The victory of Soviet Russia, and thus the existence of Soviet Ukraine, will be always threatened from the side of the Polish front. But the strength of the Polish front will not suffice for long. First, because events are developing in Poland at a quick tempo for an overturn, and one of its main slogans will be precisely the stopping of the war. Secondly, because the Polish armies have been having increasing difficulties in opposing the Bolsheviks, the proof of which is seen in the battles on the Berezyna, where the Bolsheviks have crossed the river. Furthermore, the offensive against the Bolsheviks is difficult beyond description, if only for economic reasons, and would therefore accelerate the internal crisis. But the most important point is that the conduct of war by the Polish government against Soviet Russia depends upon the tactics of the Entente with regard to the government of the People’s Commissars at Moscow. If the Entente should be compelled to carry on negotiations, then all intervention will stop, and the stopping of intervention by Poland will then be only a matter of time. For if public opinion and the voice of the workers will achieve their aim, that is, negotiations and a stopping of the armed counterrevolution, then its pressure will also reach Poland and Warsaw.

V.

We began our article with the statement that the case of Ukraine has now become the central point of the international situation, and we have proved that the triumph of the revolution in Ukraine, which is undoubtedly coming, and the re-establishment of the proletarian government there will put Soviet Russia on such a powerful basis—military, economic and spiritual—that the designs against Russia on the part of the international reaction will be dealt a mortal, a final blow.

Only the Red Army will provide eternal peace to your homes and villages.

Of course, it is possible to make assumptions of a union between France and England with reactionary Germany, but the strength of Russia is developing faster than the hatred of the western imperialists for the German capital is disappearing; besides, this would probably prove to be an adventure against which not only the workmen in Germany, but also the popular opinion in the West, would come out in full force. An intervention of the West based on such premises—on the support of the reactionary Germany, but yesterday an outcast,—would be all the more obnoxious to the proletariat of the Entente countries.

—Swit, Vienna, Dec. 6, 1919.

NOTES.

1.Mazepa, a member of the Central Committee of the Ukrainian Social-Democratic Party, is well known in Russia as a cultural and zemstvo worker.

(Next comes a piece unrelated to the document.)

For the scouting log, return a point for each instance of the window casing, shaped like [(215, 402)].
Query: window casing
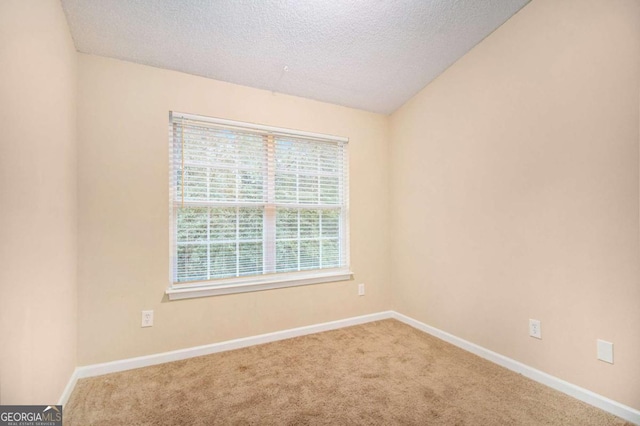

2. Wityk, who served twice as a member of the Vienna Parliament, was a member of the Petlura government and a sworn enemy of the latter whom he branded as a man with demoralizing influence. (The news of Wityk’s going over to the Bolsheviks was denied since.—Ed.)

3. Bezpalka, a Social-democrat from Bukovina, editor of the paper Borotba, was minister of labor in the government of Petlura.

Soviet Russia began in the summer of 1919, published by the Bureau of Information of Soviet Russia and replaced The Weekly Bulletin of the Bureau of Information of Soviet Russia. In lieu of an Embassy the Russian Soviet Government Bureau was the official voice of the Soviets in the US. Soviet Russia was published as the official organ of the RSGB until February 1922 when Soviet Russia became to the official organ of The Friends of Soviet Russia, becoming Soviet Russia Pictorial in 1923. There is no better US-published source for information on the Soviet state at this time, and includes official statements, articles by prominent Bolsheviks, data on the Soviet economy, weekly reports on the wars for survival the Soviets were engaged in, as well as efforts to in the US to lift the blockade and begin trade with the emerging Soviet Union.